Hey trim hows it going bud !

My wife thinks there is something wrong with me because evertime we go places i end up drooling over the tools and tool stands,i just cant help myself :whistling2:

I've seriously tried NOT to pick up the TOOL **** catalogues that are on offer at most trade outlets but find i am addicted.

I've just purchased a very nice reciprocating saw :innocent:

Chris


----------



## Trimix-leccy (Dec 4, 2007)

Reciprocating saws, they're the future!  Got a dewalt 18V and a 110v version. Used them today to cut some 400mm AWAs to go into the substation and again for the 185mm to the genny. Part of my ongoing project which is coming to a close:thumbsup:
Ran some 2.5mm x4c for control cct....it was like using string:laughing:


----------



## randomkiller (Sep 28, 2007)

Trimix-leccy said:


> Reciprocating saws, they're the future!  Got a dewalt 18V and a 110v version. Used them today to cut some 400mm AWAs to go into the substation and again for the 185mm to the genny. Part of my ongoing project which is coming to a close:thumbsup:
> Ran some 2.5mm x4c for control cct....it was like using string:laughing:


Have you ever used a Milwaukee "hatchet" sawzall? For getting in tight spots it is the king and they have cordless and corded.


----------



## Trimix-leccy (Dec 4, 2007)

randomkiller said:


> Have you ever used a Milwaukee "hatchet" sawzall? For getting in tight spots it is the king and they have cordless and corded.

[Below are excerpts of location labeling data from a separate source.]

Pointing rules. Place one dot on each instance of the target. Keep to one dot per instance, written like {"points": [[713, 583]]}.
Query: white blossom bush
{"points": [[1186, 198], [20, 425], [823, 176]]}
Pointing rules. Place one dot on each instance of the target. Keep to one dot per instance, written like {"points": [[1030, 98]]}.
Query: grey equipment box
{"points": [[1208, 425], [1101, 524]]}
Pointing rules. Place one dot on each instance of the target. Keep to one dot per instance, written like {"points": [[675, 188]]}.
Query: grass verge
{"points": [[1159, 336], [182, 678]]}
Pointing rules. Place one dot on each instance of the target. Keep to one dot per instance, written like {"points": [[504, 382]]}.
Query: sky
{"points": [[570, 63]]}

looks good, I like the size / pistol grip. Not readily / economically available in the UK though; but they are slowly becoming more obtainable...but at a price. Cannot justify one at present though:no:


----------



## chrisb271 (Jul 6, 2007)

I had a Milwakee on demo,nice saw !
Like trimix says its still a tad expensive over here and very few stock it.

I settled for a hitachi 110v 1500w , man what a beast :laughing:

It noshed through the six 1000mm single cables i had to terminate at the wind tunnel in Peterborough today,we used a mini digger with a mattress strapped to the bucket to bend them into place :laughing:
The flippin glands are 114mm,i had to borrow a wrench to fit as i only have one that went upto that size.

Chris


----------



## Trimix-leccy (Dec 4, 2007)

1000mm eh! AWA or singles? Trirated? [guess not with the mini digger:laughing:]

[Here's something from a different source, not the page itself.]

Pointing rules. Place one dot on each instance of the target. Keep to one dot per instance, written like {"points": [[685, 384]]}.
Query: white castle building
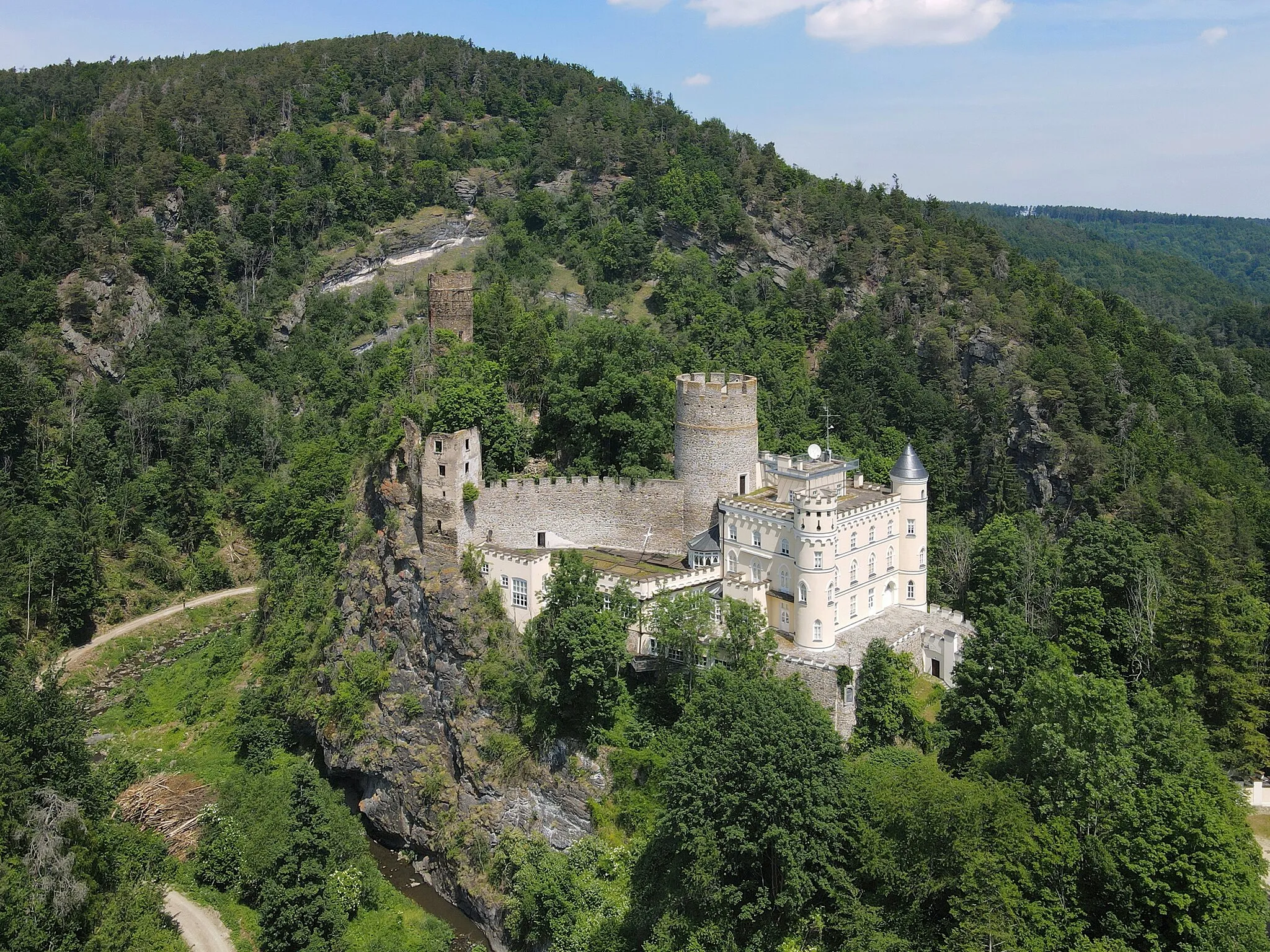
{"points": [[832, 560]]}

If AWA what did you do with the armour?..just curious as I was in a bit of a dilema with mine [only 400mm though but]:detective: [meant to be a detective...lokks more like that to$$er Tim Wonnacot on't Antiques progs :laughing:]


----------



## chrisb271 (Jul 6, 2007)

Singles would be nice !

The cables are single core armoured,they connect into a HUGE invertor to control a seriously BIG fan in a wind tunnel for testing aerodynamics on various stuff.
Unfortunately its military based so can't take any pics 

The six single cores 1000mm csa each leave the circuit breaker and are bonded at one end only ( the breaker end ) to protect the cables only.

Two seperate conductors 400mm in parallel (both are exactly the same length and run next to each other )are used to provide protection for the invertor and rest of the circuit.

Chris


----------



## Ecopat (Apr 17, 2008)

My wife thinks there is something wrong with me because evertime we go places i end up drooling over the tools and tool stands,i just cant help myself :whistling2:

I've seriously tried NOT to pick up the TOOL **** catalogues that are on offer at most trade outlets but find i am addicted.



Hehehehe, my wife calls me the Ron Jeremy of tools, coz wherever we go I am always straight to the tools salivating like a rabid dog.
I need a new shed for all the tools I have, it is an obsession, can never have too many tools. :thumbup:


----------